第24話 勇者カミヤVS大魔王フカーノ

 勇者カミヤはついに最深部に到達した。目の前には、大魔王フカーノ。物凄く高い玉座から飛び降りる。その身長は勇者カミヤの2倍はあった。魔族特有の、血色の悪い白い肌と、赤い目そして、銀髪の髪……は、キャップの下に隠れて見えない。なぜか頭には、キャップをかぶっている。



「フハハハハ、良く来たな! 勇者カミヤ、弟のかたきとらさせてもらうぞ!」


「うるせー! はげ! あんな雑魚魔王の兄貴が何偉そうなこと言ってんだよ!」


「はげではない! はげって言ったほうがはげなんだぞ!」


「俺ははげてない! ただちょっと薄いだけだ!」


「俺もそうだ! 髪が薄いだけだ。よし良いだろう。どちらが髪が多いか勝負だ!」


「望むところだ!」



 勇者カミヤは、兜が脱ぎ捨てた、そして、大魔王フカーノもキャップを脱ぎ捨てる。お互いのやや薄い頭髪が、あらわになる。そして、


「1本!」


「2本!」



 向かいあって気合を入れた勇者カミヤと、大魔王フカーノは、自分の髪を一本ずつ抜き始めた。

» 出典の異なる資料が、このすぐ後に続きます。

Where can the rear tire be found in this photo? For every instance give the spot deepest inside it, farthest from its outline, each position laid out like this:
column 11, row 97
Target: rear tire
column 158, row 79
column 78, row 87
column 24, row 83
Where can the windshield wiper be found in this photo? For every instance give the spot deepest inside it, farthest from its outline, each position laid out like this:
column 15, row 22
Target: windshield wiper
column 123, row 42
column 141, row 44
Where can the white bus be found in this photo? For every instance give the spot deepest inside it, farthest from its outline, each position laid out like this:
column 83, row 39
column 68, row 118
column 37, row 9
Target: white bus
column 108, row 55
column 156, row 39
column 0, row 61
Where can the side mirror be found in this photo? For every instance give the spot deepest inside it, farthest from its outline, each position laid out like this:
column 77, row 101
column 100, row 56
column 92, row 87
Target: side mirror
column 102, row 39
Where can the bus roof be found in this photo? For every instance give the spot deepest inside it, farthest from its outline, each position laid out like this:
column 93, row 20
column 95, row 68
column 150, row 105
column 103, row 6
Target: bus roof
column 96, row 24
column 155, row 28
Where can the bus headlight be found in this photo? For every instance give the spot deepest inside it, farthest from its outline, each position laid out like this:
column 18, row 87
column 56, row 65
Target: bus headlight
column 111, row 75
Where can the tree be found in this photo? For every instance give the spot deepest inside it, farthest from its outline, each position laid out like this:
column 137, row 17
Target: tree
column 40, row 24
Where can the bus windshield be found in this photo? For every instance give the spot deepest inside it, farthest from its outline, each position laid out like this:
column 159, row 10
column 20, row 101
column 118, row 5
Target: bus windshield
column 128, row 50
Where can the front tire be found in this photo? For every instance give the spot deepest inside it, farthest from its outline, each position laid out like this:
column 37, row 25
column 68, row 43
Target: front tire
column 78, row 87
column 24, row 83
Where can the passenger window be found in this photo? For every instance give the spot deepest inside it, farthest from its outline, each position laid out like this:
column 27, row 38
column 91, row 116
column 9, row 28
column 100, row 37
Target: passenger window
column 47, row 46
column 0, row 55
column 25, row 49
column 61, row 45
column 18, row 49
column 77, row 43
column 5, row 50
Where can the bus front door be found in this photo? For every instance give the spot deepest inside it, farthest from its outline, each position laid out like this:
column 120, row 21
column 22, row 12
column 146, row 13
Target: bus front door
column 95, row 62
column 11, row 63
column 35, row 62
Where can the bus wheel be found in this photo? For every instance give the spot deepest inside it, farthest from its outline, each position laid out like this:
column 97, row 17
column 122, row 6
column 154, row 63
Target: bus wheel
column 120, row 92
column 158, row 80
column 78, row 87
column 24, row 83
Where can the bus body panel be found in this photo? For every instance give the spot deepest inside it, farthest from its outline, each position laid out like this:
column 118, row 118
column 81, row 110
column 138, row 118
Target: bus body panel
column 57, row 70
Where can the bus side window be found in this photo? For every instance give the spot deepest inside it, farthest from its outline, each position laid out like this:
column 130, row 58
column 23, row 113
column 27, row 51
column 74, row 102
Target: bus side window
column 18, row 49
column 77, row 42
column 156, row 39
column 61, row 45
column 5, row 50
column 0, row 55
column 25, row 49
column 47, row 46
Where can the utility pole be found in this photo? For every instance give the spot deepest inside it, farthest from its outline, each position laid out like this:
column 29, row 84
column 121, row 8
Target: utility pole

 勇者カミヤと、大魔王フカーノ、史上最低の戦いが幕をあけた。







 狩人マスターゴトーは、息を潜め闇に消えていた。大きな空間中央には、落ち着かない表情で、周囲を見回す狩人ハッタの姿があった。その耳にゴトーの声だけが届く。特殊な発声法なのか、周囲に声は聞こえない。



「ハッタ、お前は動くなよ」


「イエスサー」


「お前が撃たれた瞬間、俺がやつの居場所をつきとめ、やつを射殺す」


「えっと、それって」


「返事は、イエスサーかノーサーしか認めん!」


「ノーサー」



 そう言いながら、狩人ハッタは、出口に向かって駆け出した。その瞬間一条の閃光がハッタの体を貫く。そして、狩人マスターゴトーは、静かに矢を射る。



「ウッ! ドサッ!」



 空間に人のうめき声と、倒れる音が響く。



「フッ強い敵だった。良くやったハッタ」


「……」



 ハッタからの返事はなかった。


「あっ、やべっ!」



 狩人マスターゴトーは、慌ててハッタを担ぐと出口に向かった。







「ハハハ、まだまだだな」


「クッ 親父強えー。クソっ」


「本当だよ、魔法も避けちゃうし、タクは役に立たないし!」



 見ると、戦士タクは転がって微動だにしていない。勇者アオは傷だらけでなんとか立っていた。魔術師ユナは、少し離れた場所から魔法攻撃をかけていたようだが、それらも剣聖シロは全て避けたようで無傷。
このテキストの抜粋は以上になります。